The main village is located on the western shore of the bay and is built up along the lush jungle mountain side with small cobble stone streets and dirt paths linking the upper and lower portions of the town. It’s a little bit of a hike from the eastern shore of the bay but if you’re too lazy to walk the beach and then climb some serious concrete stairs (the short cut) to access the village you can take a water taxi from the eastern pier to the western pier and then you only need to climb a few stairs to the roads into town.

In behind the main beach there is a river valley where the Rio de Tuito flows down from the Sierra Madres and forms a small lagoon behind the beach during dry season. There’s some great hiking along both sides of the river with the first kilometre or so lined with quaint homes, chickens, mules and a taste of the true and authentic Mexican existence. It was refreshing to see life relatively unchanged. There are ATV’s, the local Uber who transport goods from the piers and people wanting to to go from A to B. Mules are still widely used for day to day village transport but the ATV’s are winning out.

There are a few waterfalls (cascadas) in the surrounding mountains so after a couple of days of cloudy weather and zero exercise we headed off on a 4 1/2 hour round trip journey to the nearest falls following a stone paved path for about 1km then a meandering sand and clay and rock strewn path leading deep into the jungle. Jungle is a relative term. It was definitely jungly but there weren’t any snakes or giant spiders and we didn’t get covered in leeches thrashing through knee deep mud and quicksand. We did have to take our shoes off to cross not for one but for two river crossings and I did save a giant frog from where I was was sure it was stranded in a deep no exit pit but it was still jungly none the less.

Several parrots screeched their their dismay at our arrival to the falls but two large woodpeckers greeted us. They reminded me of work. Bang your head against the wall long enough and maybe you’ll get a bite.

The falls were nice. We’re spoiled living in British Columbia.

There were no bugs to speak of during our hike and in fact anywhere but Joyce is a magnet for biting little bastards and she of course came home with several distinct bite profiles. We first had to eliminate that the bites weren’t bed bugs. They weren’t and with that being said in all of our travels and my business travels over 35 years we have never experienced bed bugs. How about that. But what are the bites? Her main bites have a small red puncture in the middle surrounded by a red outer circle with a white halo. Not sure what kind of deadly bug this was but if she starts to go crazy in the next few days maybe it’s the feared Loco de la Joko. Or maybe there’re just unique mosquito bites.
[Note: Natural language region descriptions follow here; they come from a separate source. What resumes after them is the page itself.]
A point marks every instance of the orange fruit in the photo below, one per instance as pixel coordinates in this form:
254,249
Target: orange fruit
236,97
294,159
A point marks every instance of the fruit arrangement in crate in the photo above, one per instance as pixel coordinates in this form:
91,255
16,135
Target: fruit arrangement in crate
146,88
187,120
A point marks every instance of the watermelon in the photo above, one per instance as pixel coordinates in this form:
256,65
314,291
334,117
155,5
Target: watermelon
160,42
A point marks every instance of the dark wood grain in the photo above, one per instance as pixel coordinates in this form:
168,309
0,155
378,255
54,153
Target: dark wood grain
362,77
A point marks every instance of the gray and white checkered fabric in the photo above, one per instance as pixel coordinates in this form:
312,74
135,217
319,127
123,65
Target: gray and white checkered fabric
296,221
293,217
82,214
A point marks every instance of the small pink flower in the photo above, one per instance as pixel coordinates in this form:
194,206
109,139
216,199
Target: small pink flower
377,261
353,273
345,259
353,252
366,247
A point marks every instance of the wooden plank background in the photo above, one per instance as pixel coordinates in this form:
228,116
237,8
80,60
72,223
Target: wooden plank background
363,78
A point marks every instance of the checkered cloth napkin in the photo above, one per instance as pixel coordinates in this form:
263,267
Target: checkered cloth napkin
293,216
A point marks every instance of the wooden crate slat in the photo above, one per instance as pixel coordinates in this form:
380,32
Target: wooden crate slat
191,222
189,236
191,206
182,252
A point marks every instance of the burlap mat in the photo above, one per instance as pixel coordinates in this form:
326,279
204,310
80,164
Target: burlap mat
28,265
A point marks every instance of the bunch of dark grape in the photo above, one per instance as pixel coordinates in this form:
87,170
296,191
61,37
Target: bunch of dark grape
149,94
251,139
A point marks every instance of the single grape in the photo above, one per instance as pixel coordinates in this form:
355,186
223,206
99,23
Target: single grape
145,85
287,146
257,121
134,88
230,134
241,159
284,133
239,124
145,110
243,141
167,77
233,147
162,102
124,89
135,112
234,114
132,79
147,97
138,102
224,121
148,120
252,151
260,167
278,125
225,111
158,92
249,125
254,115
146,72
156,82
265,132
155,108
We had sunshine finally on our last day and we took full advantage. My eye lids are a little burnt. I promise to start wearing my sunglasses while tanning and yes I know I will not look like a racoon. That only happens when spring skiing.

Tomorrow we head back to Puerto Vallarta and we’re leaving a really nice little village place but we made a contact who has a nice home for rent along the riverbank for a very good price. Maybe we’ll rent it for a couple of months in early 2020?